An autobiography usually requires a justification. The great autobiographies—those by Benvenuto Cellini, Jean-Jacques Rousseau, Benjamin Franklin, and Henry Brooks Adams—were justified by their authors living in interesting times, harboring radically new ideas, or participating in great events. Joseph Epstein qualifies on none of these counts. His life has been quiet, lucky in numerous ways, and far from dramatic. But it has also been emblematic of the great changes in our country since World War II.
He grew up in a petit-bourgeois, Midwestern milieu, and the city of Chicago looms large in his life. He drew a lucky ticket in the parent lottery and his was a happy boyhood spent on playgrounds and hanging around drug stores.
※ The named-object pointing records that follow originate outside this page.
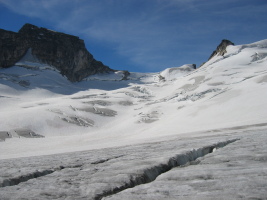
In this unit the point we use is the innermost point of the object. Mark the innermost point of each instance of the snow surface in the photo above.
(191, 108)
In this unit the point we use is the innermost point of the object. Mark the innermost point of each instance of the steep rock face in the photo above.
(221, 48)
(65, 52)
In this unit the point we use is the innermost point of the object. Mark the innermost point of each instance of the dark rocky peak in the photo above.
(65, 52)
(221, 48)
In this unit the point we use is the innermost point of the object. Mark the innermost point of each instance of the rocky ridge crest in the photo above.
(66, 53)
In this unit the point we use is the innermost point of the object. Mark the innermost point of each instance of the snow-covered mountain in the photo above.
(182, 133)
(105, 111)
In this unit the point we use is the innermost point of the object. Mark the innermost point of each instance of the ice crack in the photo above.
(150, 174)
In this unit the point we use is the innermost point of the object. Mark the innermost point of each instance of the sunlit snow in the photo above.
(224, 99)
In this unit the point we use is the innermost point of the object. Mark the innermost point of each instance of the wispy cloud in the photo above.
(150, 33)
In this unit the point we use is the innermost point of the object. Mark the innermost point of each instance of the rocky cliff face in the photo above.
(65, 52)
(221, 48)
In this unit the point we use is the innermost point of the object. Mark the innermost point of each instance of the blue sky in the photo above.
(144, 35)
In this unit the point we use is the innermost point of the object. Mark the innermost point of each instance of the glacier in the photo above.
(102, 137)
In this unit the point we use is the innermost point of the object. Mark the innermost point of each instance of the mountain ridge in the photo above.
(65, 52)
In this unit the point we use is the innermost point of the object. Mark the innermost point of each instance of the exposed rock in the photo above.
(221, 48)
(65, 52)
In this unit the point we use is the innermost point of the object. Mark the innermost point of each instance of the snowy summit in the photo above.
(182, 133)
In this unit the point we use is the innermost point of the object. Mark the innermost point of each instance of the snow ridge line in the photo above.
(23, 178)
(150, 174)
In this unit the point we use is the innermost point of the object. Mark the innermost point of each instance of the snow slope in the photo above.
(105, 111)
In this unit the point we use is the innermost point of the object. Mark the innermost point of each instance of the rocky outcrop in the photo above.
(65, 52)
(221, 48)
At high school dances, he was the rhumba king and at drive-in movies he was never allowed to go as far with girls as he so ardently desired. At twenty-six, after two years in the army, he found himself married, the father or stepfather of four children, and living in New York on the meager salary of a magazine subeditor. He was ablaze with ambition and fettered by frustration. He broke out by moving to Little Rock, Arkansas, to direct the city’s anti-poverty program at the height of the Civil Rights movement. His writing career blossomed, he began teaching at Northwestern University, and, for twenty-five years, edited one of great intellectual magazines.
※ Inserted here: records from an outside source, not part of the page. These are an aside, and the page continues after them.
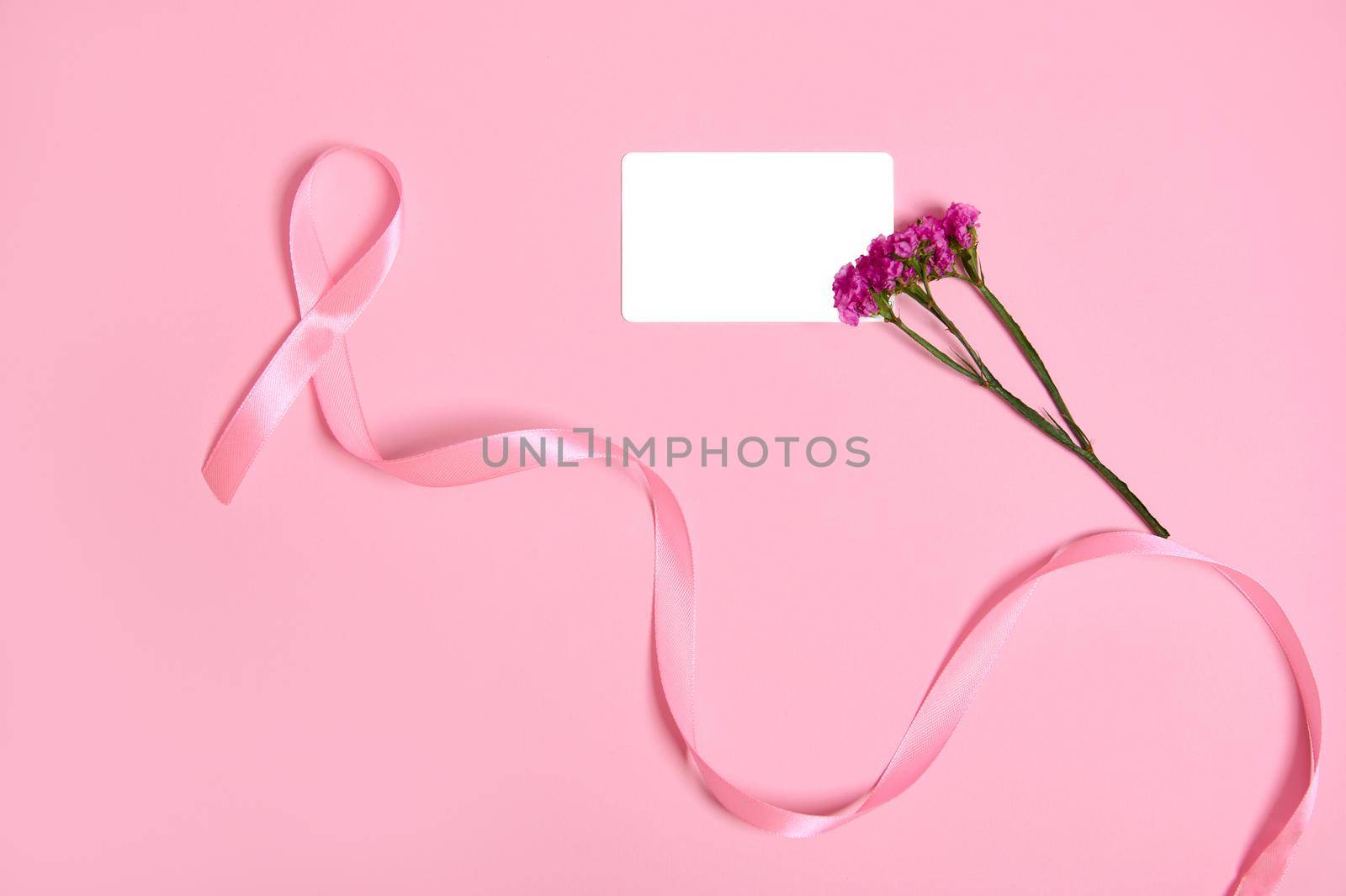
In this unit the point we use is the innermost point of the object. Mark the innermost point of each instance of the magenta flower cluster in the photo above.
(922, 252)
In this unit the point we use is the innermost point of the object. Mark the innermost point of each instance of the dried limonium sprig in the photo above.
(905, 264)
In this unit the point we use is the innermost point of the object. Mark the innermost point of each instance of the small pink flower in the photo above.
(959, 224)
(851, 296)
Never Say You’ve Had a Lucky Life is an intimate look at one life steeped in radical change: from a traditionally moral culture to a therapeutic one, from an era when the extended family was strong to its current diminished status, from print to digital life featuring the war of pixel on print, and on. But for all the seriousness of Epstein’s themes, this book is memorable for its comic point of view and the constant reminder of how unpredictable, various, and wondrously rich life can be.